Allan v. Cummings
This text of 192 F. App'x 654 (Allan v. Cummings) is published on Counsel Stack Legal Research, covering Court of Appeals for the Ninth Circuit primary law. Counsel Stack provides free access to over 12 million legal documents including statutes, case law, regulations, and constitutions.
Opinion
MEMORANDUM
Jennifer Allan appeals pro se from the district court’s judgment against her following a jury trial in her action under 42 U.S.C. § 1983 alleging constitutional violations during her arrest and detention. We have jurisdiction under 28 U.S.C. § 1291, and we affirm.
Allan contends that the jury was tainted. We review civil voir dire determinations for abuse of discretion. Scott v. Lawrence, 36 F.3d 871, 874 (9th Cir.1994). Allan’s contention fails because she had an opportunity to question prospective jurors about the allegedly prejudicial comment by a prospective juror and failed to do so, and concedes that she did not ask the district court to dismiss the panel. She therefore waived her right to object. See United States v. Contreras-Contreras, 83 F.3d 1103, 1105 (9th Cir.1996) (waiver for failure to object to juror selection).
Allan contends that the district court admitted into evidence jail time-sheets that were not timely disclosed and were forged. We review for abuse of discretion. See Gen. Elec. Co. v. Joiner, 522 U.S. 136, 141, 118 S.Ct. 512, 139 L.Ed.2d 508 (1997). Allan’s contention fails because she offered no support for her claim that the documents were forged and did not object when the documents were admitted into evidence. See Fed.R.Evid. 103(a)(1) (requiring a timely objection to preserve issue).
Allan contends that the district court improperly permitted questioning regarding whether she was a suspect in her mother’s murder and whether she had a prior conviction for passing bad checks. This contention fails because Allan “opened the door” when she stated that the local police had harassed her for many years and continued to do so, United States v. Perry, 857 F.2d 1346, 1352 (9th Cir.1988), and the police were entitled to probe the basis for her claim and her “motive” or “intent” for filing the instant action, Fed.R.Evid. 404(b).

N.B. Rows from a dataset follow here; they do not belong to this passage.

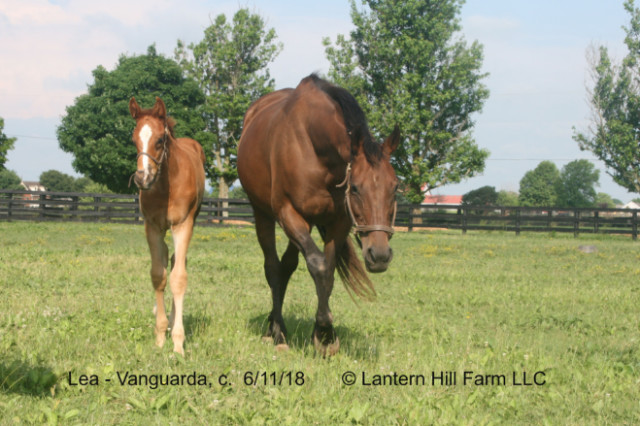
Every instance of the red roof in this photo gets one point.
(443, 199)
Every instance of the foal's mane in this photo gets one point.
(354, 119)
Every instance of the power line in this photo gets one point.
(31, 137)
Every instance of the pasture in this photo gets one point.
(76, 301)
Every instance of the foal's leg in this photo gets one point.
(277, 273)
(178, 280)
(159, 259)
(321, 267)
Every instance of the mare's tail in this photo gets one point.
(352, 273)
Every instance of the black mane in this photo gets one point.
(354, 119)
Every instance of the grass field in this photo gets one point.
(76, 301)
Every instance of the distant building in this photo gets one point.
(32, 186)
(454, 200)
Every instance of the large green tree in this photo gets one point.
(407, 64)
(539, 187)
(614, 133)
(6, 144)
(576, 187)
(97, 128)
(231, 67)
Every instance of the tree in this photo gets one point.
(56, 181)
(485, 196)
(6, 144)
(230, 65)
(407, 64)
(10, 180)
(97, 128)
(576, 187)
(614, 133)
(539, 187)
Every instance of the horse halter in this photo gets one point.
(363, 229)
(158, 162)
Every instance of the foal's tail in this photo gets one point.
(352, 273)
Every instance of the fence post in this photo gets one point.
(41, 205)
(10, 206)
(410, 227)
(465, 213)
(74, 207)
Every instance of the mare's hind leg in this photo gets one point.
(159, 259)
(178, 280)
(277, 273)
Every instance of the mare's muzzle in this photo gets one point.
(376, 251)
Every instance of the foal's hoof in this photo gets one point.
(326, 349)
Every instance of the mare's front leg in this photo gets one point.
(321, 266)
(178, 280)
(159, 258)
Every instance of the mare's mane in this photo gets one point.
(354, 119)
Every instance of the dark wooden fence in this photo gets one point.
(520, 219)
(82, 207)
(55, 206)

Allan contends that the district court improperly admitted evidence regarding her plea of nolo contendere to possession of a controlled substance. This contention fails because she opened the door by [656]*656claiming that the charge had been dismissed. See Perry, 857 F.2d at 1352.
Allan contends that the district court improperly refused to admit tapes of an internal investigation. This contention fails because the record indicates that the district court declined to issue an in limine ruling concerning these tapes and Allan made no showing that she attempted to introduce the tapes during trial or that the district court refused to admit them into evidence.
Allan contends that the district court erred when it granted judgment as a matter of law in favor of police officers Sachs, Snyder and Stout. We review de novo, City Solutions, Inc. v. Clear Channel Communications, 365 F.3d 835, 839 (9th Cir.2004), and may affirm on any grounds supported by the record, Dixon v. Wallowa County, 336 F.3d 1013, 1018 (9th Cir. 2003). Because the jury concluded there was no constitutional violation, Allan cannot show that these officers failed to intercede or were accessories to a crime. Judgment in their favor was therefore proper.
Allan contends that the district court gave an incorrect jury instruction regarding Deputy Sheriff Fisher. We review for abuse of discretion. Monroe v. City of Phoenix, 248 F.3d 851, 857 (9th Cir.2001). This contention fails because the record shows that Allan did not object to the instruction and, in fact, approved it. See Fed.R.Civ.P. 51; Monroe, 248 F.3d at 858 (“We have interpreted this rule strictly and have stated that, ‘[i]n a civil case, we may not review a jury instruction in the absence of a proper objection.’ ”).
Allan failed to comply with Fed. R.App. P. 28(a)(7) and Ninth Circuit Rule 28-2.8, requiring factual assertions to be supported by references to the record. See Han v. Stanford University, 210 F.3d 1038, 1040 (9th Cir.2000) (dismissing appeal). However, to the extent we can discern Allan’s remaining contentions, they are without merit.
AFFIRMED.
This disposition is not appropriate for publication and may not be cited to or by the courts of this circuit except as provided by 9 th Cir. R. 36-3.